Type 2 diabetes is an extremely frustrating disease for sugar lovers. No matter which method you use to control your carbohydrate intake, the result is the same: a serious lack of desserts. One of the most important aspects of a diabetic diet is creating balanced meals.
They should be low in calories, saturated fats, and most sugars, high in complex carbohydrates, polyunsaturated fats, and monounsaturated fats, and a smorgasbord of all the vitamins and minerals your body needs to stay healthy. Fruits are a great source for a variety of nutrients and are a wonderful way to satisfy a sweet tooth the healthy way.
Blueberries, strawberries, blackberries are wonderful for a diabetic diet.
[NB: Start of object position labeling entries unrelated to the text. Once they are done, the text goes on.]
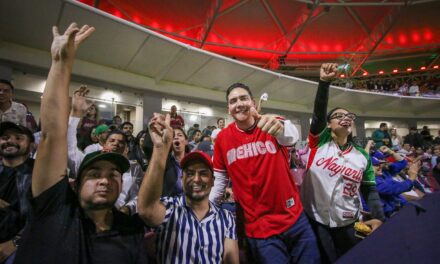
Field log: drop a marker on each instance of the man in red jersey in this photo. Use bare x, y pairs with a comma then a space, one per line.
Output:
252, 151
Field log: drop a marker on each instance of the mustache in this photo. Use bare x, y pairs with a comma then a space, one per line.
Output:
7, 145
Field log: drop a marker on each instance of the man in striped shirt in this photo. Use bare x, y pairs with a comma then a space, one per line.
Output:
190, 229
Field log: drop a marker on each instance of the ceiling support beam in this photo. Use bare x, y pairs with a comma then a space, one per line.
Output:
274, 17
165, 70
375, 38
435, 60
301, 28
232, 8
302, 24
357, 19
369, 3
212, 16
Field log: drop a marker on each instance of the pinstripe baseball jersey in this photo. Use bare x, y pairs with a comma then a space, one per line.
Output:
330, 189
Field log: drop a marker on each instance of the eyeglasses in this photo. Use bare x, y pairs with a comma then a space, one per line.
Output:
5, 91
341, 116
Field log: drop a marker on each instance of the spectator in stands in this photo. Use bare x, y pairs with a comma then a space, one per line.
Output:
30, 120
389, 189
213, 232
66, 227
435, 155
116, 123
426, 134
403, 90
414, 89
176, 119
381, 137
206, 147
192, 129
276, 228
101, 133
138, 150
127, 129
9, 109
396, 140
221, 125
196, 137
86, 124
405, 150
115, 142
207, 131
437, 139
436, 170
414, 138
179, 149
337, 170
16, 143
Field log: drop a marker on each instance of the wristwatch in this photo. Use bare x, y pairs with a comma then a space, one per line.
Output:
15, 240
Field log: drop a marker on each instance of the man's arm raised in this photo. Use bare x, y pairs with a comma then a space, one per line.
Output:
51, 161
150, 208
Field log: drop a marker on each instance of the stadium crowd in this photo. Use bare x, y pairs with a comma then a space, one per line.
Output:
79, 189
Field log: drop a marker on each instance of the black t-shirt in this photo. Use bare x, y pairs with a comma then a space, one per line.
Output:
14, 184
59, 232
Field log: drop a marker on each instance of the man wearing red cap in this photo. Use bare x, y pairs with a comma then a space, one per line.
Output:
190, 229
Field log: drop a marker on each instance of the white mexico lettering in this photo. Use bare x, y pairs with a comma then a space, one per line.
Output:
252, 149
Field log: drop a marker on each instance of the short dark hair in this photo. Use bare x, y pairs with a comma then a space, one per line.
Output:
238, 85
126, 123
330, 113
117, 132
183, 132
195, 132
4, 81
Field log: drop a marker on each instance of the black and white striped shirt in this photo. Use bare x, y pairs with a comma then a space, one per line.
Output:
182, 238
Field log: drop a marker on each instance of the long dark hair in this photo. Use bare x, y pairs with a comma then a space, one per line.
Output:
328, 118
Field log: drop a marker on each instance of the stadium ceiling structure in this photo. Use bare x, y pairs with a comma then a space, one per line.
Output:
295, 37
128, 58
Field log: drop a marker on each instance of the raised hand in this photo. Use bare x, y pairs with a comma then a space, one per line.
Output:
64, 46
413, 170
80, 104
328, 72
160, 131
268, 123
374, 224
384, 149
3, 204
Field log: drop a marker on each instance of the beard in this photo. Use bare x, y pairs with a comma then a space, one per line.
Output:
197, 197
19, 152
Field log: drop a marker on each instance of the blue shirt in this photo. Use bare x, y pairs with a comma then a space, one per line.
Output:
182, 238
390, 190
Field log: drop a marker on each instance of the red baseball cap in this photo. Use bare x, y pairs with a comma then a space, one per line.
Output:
199, 156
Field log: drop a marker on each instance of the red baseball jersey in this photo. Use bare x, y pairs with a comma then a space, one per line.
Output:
259, 169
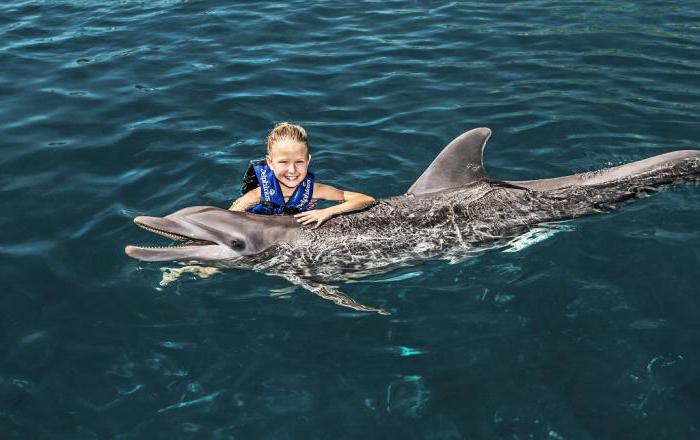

They’re relatively low in carbohydrates but packed with antioxidants, which are substances like vitamin C, that the body uses to prevent damage to cells. One cup of blueberries has 14% of your daily fiber, 24% of the necessary vitamin C, plus magnesium, vitamins A and B-6, and only 85 calories.
Any kind of citrus fruit (oranges, lemons, grapefruits, and the like) has tons of vitamin C. This is an especially important vitamin for a diabetic diet. Diabetes is considered an immune disorder, which means it’s important to keep the rest of the immune system in tip top condition to help keep you from getting sick. One small orange has 75% of your daily vitamin C, only 45 calories, as well as vitamins A and B-6, calcium, magnesium, and plenty of fiber.
New research has shown all kinds of wonderful benefits from cherries, especially the tart ones. They’re chock full of anti-inflammatories that most foods don’t have, and their antioxidant properties may fight chronic disorders like cancer and heart disease. All the other goodies are there as well: fiber, magnesium, vitamin A, plus some vitamins C and B-6. An unpitted cup has about 85 calories. They come frozen, fresh, and dried, but be careful—dried fruits have significantly more sugar in them than fresh ones.
Their furry, brown exterior is deceptive; inside, kiwi have a delicious green fruit that’s like no other on the market. They also have some of the lowest levels of carbohydrates: one kiwi only has six grams of sugar, not to mention over 100% of your daily vitamin C. You can cut off the skin and eat them in slices, or use a spoon to eat them right out of their fur.
No, it’s not a trick. They may not be as sweet as most fruits, but they are, nonetheless, a fruit by definition. And they are great for you, no matter how you eat them—be it soup, sauce, or right off the vine. A medium tomato has 22 calories and a whole host of nutrients, including vitamins A and C, potassium, iron, magnesium, fiber, protein, and calcium.